Центральный рынок пыхтел не списанным на свалку истории паровозом. Внешний с внутренним виды обновлялись. Строились крытые павильоны, вырастали сваренные из балок с трубами прилавки. Входные ворота заменились более весомыми, с шайбой наверху. Когда наступал конец рабочего дня и ворота запирались, кавказские юноши взбирались по балкам на верх, спускались к сложенным на территории мешкам с овощами, фруктами, ящикам с апельсинами, хурмой, мандаринами. Не отставали доморощенные циркачи. Скорее, доказать состоятельность. Мешков с другой тарой у них не было. Но суть южного базара, дух, оставались неприкосновенными. За столетие дух настоялся настолько, что мог составить конкуренцию замурованным на века крымским винным погребам. Или французским, сохранившим запах потной от седла задницы Александра Первого с немытыми же после боевого похода задницами коронованных особ, низложивших коротышку Наполеона. В крымском случае залежались три бутылки, наполненные вином при жизни Пушкина.

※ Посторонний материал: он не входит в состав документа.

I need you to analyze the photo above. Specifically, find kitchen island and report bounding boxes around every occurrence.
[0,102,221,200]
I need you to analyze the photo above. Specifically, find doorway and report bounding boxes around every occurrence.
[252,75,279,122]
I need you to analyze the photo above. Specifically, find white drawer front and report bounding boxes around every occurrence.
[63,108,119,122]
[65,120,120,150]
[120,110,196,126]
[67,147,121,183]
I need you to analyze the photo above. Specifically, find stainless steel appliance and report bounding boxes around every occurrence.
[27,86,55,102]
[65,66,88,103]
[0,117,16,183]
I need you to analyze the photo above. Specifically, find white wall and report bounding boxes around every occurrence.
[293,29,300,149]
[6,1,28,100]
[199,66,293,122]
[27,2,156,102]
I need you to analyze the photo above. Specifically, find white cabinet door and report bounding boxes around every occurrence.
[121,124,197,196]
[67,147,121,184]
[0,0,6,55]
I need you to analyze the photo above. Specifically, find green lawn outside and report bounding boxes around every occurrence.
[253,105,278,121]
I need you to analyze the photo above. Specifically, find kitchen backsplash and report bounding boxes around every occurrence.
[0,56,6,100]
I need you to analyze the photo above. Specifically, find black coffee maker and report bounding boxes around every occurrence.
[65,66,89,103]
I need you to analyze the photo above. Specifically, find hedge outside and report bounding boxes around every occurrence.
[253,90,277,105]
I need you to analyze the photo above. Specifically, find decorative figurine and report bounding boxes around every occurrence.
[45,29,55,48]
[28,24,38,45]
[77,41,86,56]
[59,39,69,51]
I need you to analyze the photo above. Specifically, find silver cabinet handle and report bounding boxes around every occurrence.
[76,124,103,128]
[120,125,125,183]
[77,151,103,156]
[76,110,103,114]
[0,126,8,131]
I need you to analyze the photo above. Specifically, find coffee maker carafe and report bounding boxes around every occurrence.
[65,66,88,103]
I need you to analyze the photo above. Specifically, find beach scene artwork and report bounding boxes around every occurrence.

Во французском во времена Мюрата похозяйничала чернь, не отличавшаяся от черни в других государствах. Разве, как до этого в Англии, догадавшаяся, что короля надо бы сохранить, чтобы было на кого молиться, тут-же грехи сваливать. В отличие от русской, которая самого Бога не пощадила, оказавшись на ледяном революционном ветру «голой как сокол». На ростовском базаре нет-нет, да аукнется дикими племенами. Или смешавшимися с местными ордами беглыми холопами, по примеру Великого Новгорода с демократическим вече создавшим вольницу с кругом.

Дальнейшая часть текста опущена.